Pod koniec września kobietę zatrzymano w miejscowości Skjern. Duńska policja dopiero teraz o tym poinformowała. Matka samotnie wychowująca syna jest podejrzana o narażanie zdrowia i życia 6-latka. Grozi jej sześć lat więzienia. Jak informuje policja, 35-latka prowokowała u swojego dziecka symptomy chorobowe.
Matka sama upuszczała synkowi duże ilości krwi, co zagrażało jego życiu. Osłabione dziecko trafiało do szpitala, gdzie przez sześć lat swojego życia przeszło w sumie 110 zabiegów transfuzji. Było też poddawane wielu badaniom, które miały wyjaśnić, co powodowało utratę krwi. W końcu lekarze doszli do wniosku, że dziecku nic nie dolega, a powodu jego osłabienia należy szukać w rodzinnym domu.

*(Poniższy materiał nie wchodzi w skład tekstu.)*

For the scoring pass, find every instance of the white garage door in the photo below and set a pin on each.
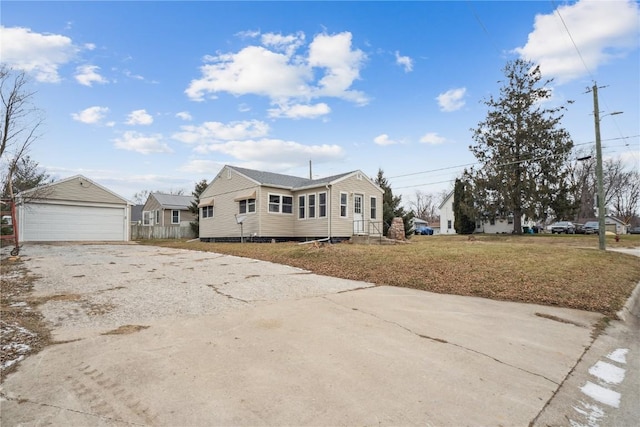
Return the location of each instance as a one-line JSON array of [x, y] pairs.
[[48, 222]]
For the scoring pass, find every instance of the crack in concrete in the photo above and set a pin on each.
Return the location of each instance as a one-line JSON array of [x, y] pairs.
[[22, 400], [442, 341], [219, 292]]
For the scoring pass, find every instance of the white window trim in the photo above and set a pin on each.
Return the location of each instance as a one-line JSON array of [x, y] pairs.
[[325, 204], [315, 206], [205, 208], [371, 199], [346, 205], [303, 207], [280, 203], [248, 205]]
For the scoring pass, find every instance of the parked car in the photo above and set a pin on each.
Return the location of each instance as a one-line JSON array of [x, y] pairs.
[[566, 227], [591, 227], [424, 230]]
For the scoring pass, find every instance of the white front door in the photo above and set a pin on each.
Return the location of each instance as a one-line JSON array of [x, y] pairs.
[[358, 217]]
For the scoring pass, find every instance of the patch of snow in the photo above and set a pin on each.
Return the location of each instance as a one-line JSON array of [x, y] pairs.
[[592, 413], [619, 355], [601, 394], [607, 372]]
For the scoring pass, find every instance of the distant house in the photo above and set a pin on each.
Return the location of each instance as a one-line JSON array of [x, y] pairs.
[[136, 214], [245, 204], [73, 209], [167, 210], [490, 225], [611, 223], [447, 218]]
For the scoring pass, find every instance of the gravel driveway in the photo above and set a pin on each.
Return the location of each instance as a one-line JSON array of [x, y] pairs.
[[103, 287]]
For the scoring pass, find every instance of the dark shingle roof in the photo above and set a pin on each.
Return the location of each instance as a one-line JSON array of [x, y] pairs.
[[285, 181]]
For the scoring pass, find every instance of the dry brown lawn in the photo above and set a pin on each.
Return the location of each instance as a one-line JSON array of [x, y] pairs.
[[558, 270]]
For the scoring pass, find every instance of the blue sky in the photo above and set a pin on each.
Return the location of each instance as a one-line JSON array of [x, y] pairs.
[[159, 95]]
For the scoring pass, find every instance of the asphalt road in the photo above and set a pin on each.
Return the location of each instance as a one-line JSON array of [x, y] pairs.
[[208, 339]]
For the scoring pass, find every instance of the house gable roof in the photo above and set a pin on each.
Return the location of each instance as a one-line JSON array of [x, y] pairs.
[[446, 199], [173, 201], [288, 181]]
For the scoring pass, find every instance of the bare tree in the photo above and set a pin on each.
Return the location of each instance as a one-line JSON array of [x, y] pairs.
[[424, 206], [582, 179], [21, 121], [622, 189]]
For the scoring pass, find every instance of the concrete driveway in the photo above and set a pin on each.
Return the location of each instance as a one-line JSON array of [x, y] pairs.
[[155, 336]]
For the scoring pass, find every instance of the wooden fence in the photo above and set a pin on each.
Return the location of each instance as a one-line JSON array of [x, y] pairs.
[[141, 232]]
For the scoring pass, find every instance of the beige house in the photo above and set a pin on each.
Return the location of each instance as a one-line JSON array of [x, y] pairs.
[[167, 210], [249, 205]]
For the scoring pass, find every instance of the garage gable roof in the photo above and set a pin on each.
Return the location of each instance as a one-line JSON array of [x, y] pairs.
[[77, 188]]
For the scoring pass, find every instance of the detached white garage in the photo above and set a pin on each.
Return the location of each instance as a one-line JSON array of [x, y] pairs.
[[73, 209]]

Zatrzymana kobieta nie potrafi wyjaśnić swojego zachowania. Psychiatra sądowy Mette Brandt-Christensen powiedziała gazecie "Ekstrabladet", że zachowanie matki 6-latka wskazuje na chorobę zwaną Zespołem Münchhausena. Cierpiący na nią ludzie wywołują u siebie objawy chorobowe, by wymusić na personelu medycznym leczenie i hospitalizację. Często też rodzice, cierpiący na ten syndrom, wywołują u swoich dzieci choroby, by zyskać uwagę i współczucie otoczenia.